Alors que les premiers oeufs volent sur les fourgons de gendarmes mobiles, et que le vacarme des sifflets, tambours et sirènes est assourdissant, Florent surplombe la scène, sous son chasuble CFDT, à côté du monument aux morts situé devant la mairie. "Il faut montrer notre désaccord sur cette réforme, insiste cet ouvrier du nucléaire chez Melox. Il y a eu une étude, ces jours-ci, qui montre que les maladies professionnelles augmentent énormément. Et on nous demande de travailler plus, sans aucune chance de partir en bonne santé..." Face à la mobilisation policière, il se montre écoeuré : "On demande aux jeunes et à tous de respecter les institutions et on voit des écharpes de maire se faire gazer. Il n'y a plus de démocratie."
"Il n'y a plus de Gouvernement au service du peuple, peste Laurent de Soudorgues. Il n'y a que des multinationales et des fonds de pension. Pourtant, les gens d'ici sont là pour les retraites et le manque d'action du Gouvernement. Mais celui-ci agit toujours dans le même sens.

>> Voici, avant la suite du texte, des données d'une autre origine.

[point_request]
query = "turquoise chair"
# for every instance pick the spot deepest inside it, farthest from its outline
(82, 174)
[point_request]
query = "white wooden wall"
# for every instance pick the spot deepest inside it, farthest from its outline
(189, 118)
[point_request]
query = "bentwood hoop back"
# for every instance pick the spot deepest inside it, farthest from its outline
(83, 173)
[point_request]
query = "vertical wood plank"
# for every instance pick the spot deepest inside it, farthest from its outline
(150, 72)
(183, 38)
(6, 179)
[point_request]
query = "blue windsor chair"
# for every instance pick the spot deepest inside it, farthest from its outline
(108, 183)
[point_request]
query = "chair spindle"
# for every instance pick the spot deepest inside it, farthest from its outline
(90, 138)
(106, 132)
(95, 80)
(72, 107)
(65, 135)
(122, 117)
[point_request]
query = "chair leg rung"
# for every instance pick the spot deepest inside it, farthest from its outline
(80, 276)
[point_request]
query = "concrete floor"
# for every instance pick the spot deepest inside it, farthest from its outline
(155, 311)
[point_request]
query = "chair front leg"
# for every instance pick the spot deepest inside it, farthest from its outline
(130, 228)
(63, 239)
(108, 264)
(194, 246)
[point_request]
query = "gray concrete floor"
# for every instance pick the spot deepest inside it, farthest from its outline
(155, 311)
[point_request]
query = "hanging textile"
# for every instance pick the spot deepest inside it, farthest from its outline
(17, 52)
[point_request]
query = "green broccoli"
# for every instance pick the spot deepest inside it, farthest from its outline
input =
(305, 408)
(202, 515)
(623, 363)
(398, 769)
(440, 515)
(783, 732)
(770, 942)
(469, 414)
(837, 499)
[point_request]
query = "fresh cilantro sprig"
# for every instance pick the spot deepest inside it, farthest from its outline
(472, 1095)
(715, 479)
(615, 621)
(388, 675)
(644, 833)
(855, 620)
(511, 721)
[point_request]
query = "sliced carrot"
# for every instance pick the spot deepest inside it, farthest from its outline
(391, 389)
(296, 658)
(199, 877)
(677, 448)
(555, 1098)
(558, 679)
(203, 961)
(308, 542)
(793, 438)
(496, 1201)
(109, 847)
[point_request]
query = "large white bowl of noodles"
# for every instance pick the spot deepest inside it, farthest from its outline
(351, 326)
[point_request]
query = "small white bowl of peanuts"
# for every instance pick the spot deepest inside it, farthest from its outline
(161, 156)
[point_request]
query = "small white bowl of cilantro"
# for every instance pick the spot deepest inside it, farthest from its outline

Il pourrait y avoir au moins des saupoudrages de démocratie, il n'y a que de l'arrogance et du mépris." Et des gendarmes mobiles à chaque ruelle traversante qui empêchent toute personne d'aller vers le collège.
À 100 mètres de la mairie, devant la pharmacie, ils sont deux à garder la porte, avec des masques chirurgicaux en main. "Un type nous a laissé une boîte, on la distille à qui nous demande", sourit le pharmacien, qui tient aussi du sérum physiologique dans l'autre main pour nettoyer les yeux qui auraient baigné dans le gaz lacrymogène. Tandis que, sous un drapeau de l'union locale CGT du Vigan, Rudy souligne les manques, lui qui travaille à l'hôpital du Vigan : manque en milieu hospitalier, manque de reconnaissance, manque de salaires, etc. Et ceci alors que le président de la clinique de Ganges, Lamine Gharbi, répond au débat de Sud Radio. Loin de la vue des manifestants, bien évidemment.
L'invisible président
Au son de "Macron nous fait la guerre, et sa police aussi", une part des manifestants s'oriente vers l'avenue Pasteur, pour tenter de contourner les gendarmes et de s'approcher du collège. Mais ils font une nouvelle fois face aux gendarmes mobiles. Les oeufs volent alors à intervalles réguliers, les gendarmes mobiles ne cillent pas et laissent même revenir dans la manifestation quelques personnes égarées entre deux cordons. Pendant ce temps, la visite d'Emmanuel Macron prend du retard : la CGT a coupé le courant dans la cité, empêchant la rencontre entre professeurs et président de la République au CDI du collège. Elle aura lieu dans la cour après évacuation des élèves. Une coupure ressentie jusqu'à la polyclinique...
Alors que l'heure du départ du cortège approche, une centaine de manifestants tente de boucher les accès de la cité en se rendant route du Vigan, à proximité de la clinique justement, dans l'hypothèse où Emmanuel Macron repartirait par là où il est venu. En ville, les syndicalistes cessent petit à petit le mouvement. Mais les drapeaux CNT, ainsi que quelques Sud et CGT, et beaucoup de non-encartés parcourent la rocade de façon festive, en filtrant les automobilistes, jusqu'à bloquer partiellement le rond-point de l'Europe que seuls les véhicules de pompiers ont pu franchir sans problème.
Un peu avant 16h, le cortège présidentiel a quitté la ville. C'est le moment que choisissent les gendarmes mobiles pour se regrouper et quadriller le rond-point, en nassant un petit groupe qui bloquait la circulation vers les commerces le long de la route qui part vers Saint-Hippolyte-du-Fort. Au bout d'une dizaine de minutes, en tentant d'échapper à ce cordon, un jeune est finalement arrêté, serré par quatre gendarmes face à sa résistance, menotté et emmené en garde à vue. "Police nationale, milice du capital", scandent les manifestants. Emmanuel Macron ne les aura entendus que comme une rumeur lointaine. À l'heure du nettoyage du rond-point, il est déjà loin.